Subgenus of plant found in Australia

Banksia subg. Spathulatae is a valid botanic name for a subgenus of Banksia. It was published in 2007 by Austin Mast and Kevin Thiele, and defined as containing all those Banksia species having spathulate (spoon-shaped) cotyledons. The name was published to accommodate forthcoming changes to the taxonomic arrangement of Banksia, based on the DNA sequence analyses of Austin Mast and others, which suggested a phylogeny for Banksia very greatly different from the accepted taxonomic arrangement. They found Banksia to be paraphyletic with respect to Dryandra, and that these two genera were best split into two clades, one with beaked follicles and non-spathulate cotyledons, the other with unbeaked follicles and spathulate cotyledons.
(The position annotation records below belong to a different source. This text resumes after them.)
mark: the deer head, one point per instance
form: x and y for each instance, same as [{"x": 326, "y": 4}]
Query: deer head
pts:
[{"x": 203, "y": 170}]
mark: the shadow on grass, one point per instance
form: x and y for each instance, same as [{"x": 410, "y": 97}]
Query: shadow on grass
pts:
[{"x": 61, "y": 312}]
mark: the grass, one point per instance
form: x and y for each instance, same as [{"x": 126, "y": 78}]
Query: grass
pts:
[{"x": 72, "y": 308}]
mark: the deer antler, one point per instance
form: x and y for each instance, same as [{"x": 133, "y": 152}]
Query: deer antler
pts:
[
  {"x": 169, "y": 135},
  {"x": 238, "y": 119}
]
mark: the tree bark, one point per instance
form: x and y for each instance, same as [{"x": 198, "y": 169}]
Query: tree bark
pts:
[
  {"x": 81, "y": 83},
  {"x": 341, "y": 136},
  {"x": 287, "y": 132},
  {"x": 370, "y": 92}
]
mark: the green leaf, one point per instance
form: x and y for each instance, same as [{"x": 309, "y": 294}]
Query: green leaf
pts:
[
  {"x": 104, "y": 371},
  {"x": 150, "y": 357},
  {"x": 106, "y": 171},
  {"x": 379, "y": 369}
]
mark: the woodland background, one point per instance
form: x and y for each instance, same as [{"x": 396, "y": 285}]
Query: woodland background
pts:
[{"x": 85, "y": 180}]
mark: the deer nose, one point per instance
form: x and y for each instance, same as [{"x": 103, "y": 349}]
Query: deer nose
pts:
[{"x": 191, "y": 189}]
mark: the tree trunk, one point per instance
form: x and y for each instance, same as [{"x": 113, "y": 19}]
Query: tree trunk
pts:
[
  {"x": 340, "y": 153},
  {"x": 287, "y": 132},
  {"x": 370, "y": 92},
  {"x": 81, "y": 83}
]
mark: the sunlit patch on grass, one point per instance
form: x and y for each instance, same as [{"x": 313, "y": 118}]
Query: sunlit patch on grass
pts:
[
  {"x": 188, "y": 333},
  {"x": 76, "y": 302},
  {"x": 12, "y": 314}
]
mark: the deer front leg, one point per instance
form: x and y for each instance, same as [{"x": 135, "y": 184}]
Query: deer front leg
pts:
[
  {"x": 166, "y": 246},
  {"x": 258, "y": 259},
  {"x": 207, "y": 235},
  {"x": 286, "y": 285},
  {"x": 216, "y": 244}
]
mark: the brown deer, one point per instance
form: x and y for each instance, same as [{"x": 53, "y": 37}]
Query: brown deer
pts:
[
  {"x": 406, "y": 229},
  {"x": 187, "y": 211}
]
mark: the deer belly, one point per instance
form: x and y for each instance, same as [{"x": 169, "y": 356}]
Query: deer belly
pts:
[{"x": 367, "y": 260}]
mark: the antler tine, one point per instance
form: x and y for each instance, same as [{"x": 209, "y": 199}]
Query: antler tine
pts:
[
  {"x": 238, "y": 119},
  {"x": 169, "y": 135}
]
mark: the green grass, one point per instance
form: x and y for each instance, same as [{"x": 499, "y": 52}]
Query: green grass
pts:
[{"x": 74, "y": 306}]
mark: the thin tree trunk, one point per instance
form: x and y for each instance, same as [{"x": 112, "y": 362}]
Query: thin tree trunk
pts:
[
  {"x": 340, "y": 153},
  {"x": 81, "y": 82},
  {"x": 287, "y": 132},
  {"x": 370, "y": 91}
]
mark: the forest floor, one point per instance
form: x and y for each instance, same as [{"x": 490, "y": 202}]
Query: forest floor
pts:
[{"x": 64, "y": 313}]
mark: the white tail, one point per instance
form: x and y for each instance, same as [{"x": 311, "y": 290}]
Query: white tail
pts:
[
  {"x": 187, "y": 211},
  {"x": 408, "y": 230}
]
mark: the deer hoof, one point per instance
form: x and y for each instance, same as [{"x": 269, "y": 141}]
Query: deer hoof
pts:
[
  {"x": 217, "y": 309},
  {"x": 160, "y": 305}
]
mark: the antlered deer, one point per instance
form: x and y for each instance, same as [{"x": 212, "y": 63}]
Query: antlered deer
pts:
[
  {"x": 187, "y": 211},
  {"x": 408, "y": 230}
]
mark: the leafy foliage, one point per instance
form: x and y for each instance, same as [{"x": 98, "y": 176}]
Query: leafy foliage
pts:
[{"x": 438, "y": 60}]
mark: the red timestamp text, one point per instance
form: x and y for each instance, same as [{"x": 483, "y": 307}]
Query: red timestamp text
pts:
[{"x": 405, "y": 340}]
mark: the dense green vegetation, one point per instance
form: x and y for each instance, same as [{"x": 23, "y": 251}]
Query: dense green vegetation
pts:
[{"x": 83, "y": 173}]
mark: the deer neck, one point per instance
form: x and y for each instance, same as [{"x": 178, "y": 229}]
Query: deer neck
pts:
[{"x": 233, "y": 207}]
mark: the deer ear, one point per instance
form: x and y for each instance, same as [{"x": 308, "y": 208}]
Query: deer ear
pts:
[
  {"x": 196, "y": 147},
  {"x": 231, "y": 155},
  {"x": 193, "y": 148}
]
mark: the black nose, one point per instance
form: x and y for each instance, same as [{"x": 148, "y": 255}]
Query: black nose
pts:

Initially this clade was informally named "/Cryptostomata", in reference to the stomates, which are sunken with constricted entrances. Accordingly, in 2007 Mast and Thiele initiated a rearrangement by transferring Dryandra to Banksia, and publishing B. subg. Spathulatae for the species having spathulate cotyledons. The type species of Spathulatae was given as B. integrifolia (coast banksia), but no further details have been given. Mast and Thiele have foreshadowed publishing a full arrangement once DNA sampling of Dryandra is complete.